Role of CIZ1 in X chromosome inactivation

CIZ1 is a nuclear matrix protein that plays a role in DNA replication by delivering cyclin-dependent protein kinases to their site of action on the nuclear matrix during late G1 phase. We recently showed that CIZ1 is recruited to the inactive X chromosome early in development, where it plays a role in recruitment of Xist RNA and the epigenetic silencing process. CIZ1-dependent acquisition of repressive chromatin marks is cell-cycle dependent raising questions about the mechanism of silencing and its relationship with the DNA replication function of CIZ1.

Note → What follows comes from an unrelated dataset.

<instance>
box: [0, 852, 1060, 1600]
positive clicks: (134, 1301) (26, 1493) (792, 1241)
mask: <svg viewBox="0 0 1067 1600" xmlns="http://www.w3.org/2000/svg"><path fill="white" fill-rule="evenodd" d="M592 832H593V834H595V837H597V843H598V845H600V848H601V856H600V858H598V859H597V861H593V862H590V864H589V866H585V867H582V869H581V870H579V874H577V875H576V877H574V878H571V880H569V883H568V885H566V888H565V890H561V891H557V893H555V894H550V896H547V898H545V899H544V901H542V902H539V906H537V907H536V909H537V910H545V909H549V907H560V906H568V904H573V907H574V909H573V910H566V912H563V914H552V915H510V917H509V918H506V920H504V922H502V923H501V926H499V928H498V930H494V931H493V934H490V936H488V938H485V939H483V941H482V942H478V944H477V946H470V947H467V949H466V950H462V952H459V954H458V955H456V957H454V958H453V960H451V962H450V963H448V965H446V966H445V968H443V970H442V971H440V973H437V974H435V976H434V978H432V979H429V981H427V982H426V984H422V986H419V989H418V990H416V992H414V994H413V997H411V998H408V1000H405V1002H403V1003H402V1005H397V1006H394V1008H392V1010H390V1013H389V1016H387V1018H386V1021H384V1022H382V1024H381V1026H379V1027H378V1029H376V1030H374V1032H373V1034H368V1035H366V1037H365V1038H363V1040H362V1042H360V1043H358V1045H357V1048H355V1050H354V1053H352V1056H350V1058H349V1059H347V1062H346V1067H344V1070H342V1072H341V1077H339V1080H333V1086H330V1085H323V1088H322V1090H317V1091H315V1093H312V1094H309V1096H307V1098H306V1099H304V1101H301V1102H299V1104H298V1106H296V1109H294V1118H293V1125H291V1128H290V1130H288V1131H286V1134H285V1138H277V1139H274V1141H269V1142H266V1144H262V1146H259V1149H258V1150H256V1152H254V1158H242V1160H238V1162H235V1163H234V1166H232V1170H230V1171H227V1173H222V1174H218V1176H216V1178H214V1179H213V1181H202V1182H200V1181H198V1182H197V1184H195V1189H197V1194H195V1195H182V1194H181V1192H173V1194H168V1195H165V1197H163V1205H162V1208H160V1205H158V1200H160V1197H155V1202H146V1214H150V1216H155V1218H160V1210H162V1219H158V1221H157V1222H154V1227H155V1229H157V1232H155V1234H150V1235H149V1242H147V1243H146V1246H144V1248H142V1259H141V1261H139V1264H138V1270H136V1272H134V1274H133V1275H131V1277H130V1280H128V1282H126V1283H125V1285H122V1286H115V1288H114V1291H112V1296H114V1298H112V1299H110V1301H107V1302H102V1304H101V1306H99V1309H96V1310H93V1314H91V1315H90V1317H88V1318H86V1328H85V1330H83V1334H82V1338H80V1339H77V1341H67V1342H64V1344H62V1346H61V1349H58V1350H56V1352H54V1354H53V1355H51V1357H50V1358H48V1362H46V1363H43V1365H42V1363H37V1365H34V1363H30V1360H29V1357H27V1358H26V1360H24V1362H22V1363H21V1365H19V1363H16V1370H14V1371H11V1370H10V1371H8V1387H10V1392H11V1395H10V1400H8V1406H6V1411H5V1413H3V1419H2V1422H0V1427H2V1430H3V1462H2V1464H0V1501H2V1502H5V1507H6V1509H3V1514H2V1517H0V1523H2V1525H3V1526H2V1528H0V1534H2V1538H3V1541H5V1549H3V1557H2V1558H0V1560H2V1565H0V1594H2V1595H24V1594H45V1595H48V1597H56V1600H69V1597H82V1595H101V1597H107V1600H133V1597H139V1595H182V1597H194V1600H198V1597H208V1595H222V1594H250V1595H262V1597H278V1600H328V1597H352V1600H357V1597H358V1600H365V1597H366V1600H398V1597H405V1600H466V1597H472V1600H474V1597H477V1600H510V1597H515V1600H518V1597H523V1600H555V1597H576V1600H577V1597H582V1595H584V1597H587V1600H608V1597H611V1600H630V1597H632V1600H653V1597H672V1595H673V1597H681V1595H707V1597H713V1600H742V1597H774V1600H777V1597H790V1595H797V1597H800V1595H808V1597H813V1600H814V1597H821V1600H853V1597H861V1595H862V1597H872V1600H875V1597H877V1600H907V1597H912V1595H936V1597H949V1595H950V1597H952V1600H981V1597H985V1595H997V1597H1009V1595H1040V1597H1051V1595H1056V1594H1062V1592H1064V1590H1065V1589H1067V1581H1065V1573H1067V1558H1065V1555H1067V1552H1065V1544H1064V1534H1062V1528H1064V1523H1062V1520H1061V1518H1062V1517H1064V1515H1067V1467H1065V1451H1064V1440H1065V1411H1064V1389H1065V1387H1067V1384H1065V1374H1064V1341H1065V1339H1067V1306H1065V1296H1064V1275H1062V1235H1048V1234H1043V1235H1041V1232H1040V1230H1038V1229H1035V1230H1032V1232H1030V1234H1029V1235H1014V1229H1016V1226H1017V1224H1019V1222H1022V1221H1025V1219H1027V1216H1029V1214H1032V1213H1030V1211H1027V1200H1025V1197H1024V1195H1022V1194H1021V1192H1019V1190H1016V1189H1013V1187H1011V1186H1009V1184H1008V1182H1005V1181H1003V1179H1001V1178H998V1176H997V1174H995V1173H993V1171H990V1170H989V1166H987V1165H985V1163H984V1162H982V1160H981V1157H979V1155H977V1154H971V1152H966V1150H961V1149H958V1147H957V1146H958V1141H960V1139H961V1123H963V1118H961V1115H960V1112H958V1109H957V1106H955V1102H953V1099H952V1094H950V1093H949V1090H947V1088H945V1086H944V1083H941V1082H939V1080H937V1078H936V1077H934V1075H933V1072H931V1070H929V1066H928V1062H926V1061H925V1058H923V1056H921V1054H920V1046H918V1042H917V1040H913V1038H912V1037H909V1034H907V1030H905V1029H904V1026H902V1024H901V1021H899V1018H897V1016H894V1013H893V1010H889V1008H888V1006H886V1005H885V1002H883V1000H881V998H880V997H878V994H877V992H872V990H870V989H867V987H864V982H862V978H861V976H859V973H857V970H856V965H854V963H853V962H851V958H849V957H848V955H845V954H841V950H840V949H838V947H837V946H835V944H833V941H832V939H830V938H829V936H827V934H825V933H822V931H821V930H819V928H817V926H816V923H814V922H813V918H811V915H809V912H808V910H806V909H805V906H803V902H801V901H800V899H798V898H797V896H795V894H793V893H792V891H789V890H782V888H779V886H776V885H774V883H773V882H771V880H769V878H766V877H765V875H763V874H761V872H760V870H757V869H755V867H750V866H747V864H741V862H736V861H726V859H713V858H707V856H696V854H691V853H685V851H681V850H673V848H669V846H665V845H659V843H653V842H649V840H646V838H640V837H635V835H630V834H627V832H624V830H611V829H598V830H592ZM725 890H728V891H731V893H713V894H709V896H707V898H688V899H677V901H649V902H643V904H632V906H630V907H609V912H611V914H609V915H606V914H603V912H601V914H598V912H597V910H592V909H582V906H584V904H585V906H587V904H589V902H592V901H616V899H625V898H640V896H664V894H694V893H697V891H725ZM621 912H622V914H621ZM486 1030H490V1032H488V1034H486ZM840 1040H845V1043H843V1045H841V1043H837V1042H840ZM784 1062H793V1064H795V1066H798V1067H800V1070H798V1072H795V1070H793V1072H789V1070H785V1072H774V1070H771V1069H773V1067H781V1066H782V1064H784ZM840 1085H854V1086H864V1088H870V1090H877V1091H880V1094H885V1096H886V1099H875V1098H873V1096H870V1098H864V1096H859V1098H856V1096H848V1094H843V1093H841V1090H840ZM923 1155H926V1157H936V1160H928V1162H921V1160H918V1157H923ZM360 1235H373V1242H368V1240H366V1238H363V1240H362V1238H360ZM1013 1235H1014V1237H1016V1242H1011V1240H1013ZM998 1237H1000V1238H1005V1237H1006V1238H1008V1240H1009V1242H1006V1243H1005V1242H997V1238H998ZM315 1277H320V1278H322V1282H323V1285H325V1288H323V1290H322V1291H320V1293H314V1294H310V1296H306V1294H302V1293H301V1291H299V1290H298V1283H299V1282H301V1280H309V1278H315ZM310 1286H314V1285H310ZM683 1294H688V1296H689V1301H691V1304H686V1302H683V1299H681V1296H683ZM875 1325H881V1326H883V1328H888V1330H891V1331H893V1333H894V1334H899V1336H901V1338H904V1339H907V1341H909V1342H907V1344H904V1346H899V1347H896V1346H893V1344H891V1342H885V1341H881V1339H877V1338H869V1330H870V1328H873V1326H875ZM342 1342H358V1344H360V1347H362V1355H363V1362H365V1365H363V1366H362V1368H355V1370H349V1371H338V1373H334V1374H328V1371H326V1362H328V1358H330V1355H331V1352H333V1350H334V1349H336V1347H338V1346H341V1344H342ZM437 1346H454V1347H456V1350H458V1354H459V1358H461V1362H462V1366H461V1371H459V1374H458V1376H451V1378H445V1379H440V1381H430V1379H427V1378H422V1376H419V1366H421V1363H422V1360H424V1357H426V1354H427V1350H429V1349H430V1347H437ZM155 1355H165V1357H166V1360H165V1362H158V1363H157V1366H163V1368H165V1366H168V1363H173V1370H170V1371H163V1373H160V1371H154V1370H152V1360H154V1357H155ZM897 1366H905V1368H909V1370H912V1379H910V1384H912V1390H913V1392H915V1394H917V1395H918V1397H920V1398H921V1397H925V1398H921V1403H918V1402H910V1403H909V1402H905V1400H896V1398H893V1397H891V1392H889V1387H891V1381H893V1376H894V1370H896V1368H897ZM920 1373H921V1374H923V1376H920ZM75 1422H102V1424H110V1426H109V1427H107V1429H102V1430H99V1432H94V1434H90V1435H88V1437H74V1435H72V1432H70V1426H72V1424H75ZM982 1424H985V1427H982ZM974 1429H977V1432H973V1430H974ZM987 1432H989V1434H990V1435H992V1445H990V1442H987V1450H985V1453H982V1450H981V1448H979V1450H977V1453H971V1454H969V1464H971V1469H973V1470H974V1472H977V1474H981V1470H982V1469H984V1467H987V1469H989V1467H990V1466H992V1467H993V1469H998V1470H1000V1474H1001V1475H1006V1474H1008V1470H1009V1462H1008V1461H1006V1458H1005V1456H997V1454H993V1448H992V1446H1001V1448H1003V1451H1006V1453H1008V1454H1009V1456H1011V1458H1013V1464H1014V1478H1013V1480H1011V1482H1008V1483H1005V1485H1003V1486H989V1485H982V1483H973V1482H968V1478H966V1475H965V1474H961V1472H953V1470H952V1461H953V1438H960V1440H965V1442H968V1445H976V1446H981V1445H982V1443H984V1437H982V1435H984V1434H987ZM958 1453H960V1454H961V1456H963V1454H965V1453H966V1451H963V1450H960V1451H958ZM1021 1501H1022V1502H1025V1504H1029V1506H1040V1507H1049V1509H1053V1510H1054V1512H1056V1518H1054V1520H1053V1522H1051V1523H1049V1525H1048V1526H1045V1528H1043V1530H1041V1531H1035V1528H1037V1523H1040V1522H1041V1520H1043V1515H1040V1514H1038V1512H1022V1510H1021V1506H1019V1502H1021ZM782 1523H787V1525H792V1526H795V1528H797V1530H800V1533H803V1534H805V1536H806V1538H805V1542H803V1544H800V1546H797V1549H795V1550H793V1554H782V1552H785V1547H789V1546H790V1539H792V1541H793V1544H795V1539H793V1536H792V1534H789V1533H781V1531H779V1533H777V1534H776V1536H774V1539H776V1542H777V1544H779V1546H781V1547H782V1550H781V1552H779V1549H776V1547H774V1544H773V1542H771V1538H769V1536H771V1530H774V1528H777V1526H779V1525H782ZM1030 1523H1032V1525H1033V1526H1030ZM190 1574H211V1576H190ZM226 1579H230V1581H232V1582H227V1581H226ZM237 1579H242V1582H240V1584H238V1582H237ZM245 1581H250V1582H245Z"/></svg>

The project is timely because the link between CIZ1 and X-inactivation is not yet in the public domain and we have a significant head start, and novel because, to our knowledge, no competing group is currently working on this. We do now have collaborators in Oxford (Prof. Neil Brockdorff who is a world leader in this field), which presents significant opportunity to a student when thinking about their next steps. We also have a unique working hypothesis and some preliminary data (and working assays), which suggests that the role of CIZ1 is to move template from A to B inside the nucleus (Eg replication origins into replication factories, Xi into perinucleolar PRC domains). This raises many new questions about mechanism, which could involve intranuclear microtubules or LNCRNAs (both are novel).

This project will harness a rich archive of molecular tools (antibodies, genetically altered cell lines, constructs) to investigate this relationship, using cultured mammalian cells, synchronisation procedures, nuclear fractionation and quantitative immune-detection techniques. It is likely that the project will also use molecular biology techniques to generate a series of constructs that dissect Xist and NM-interaction domains in CIZ1.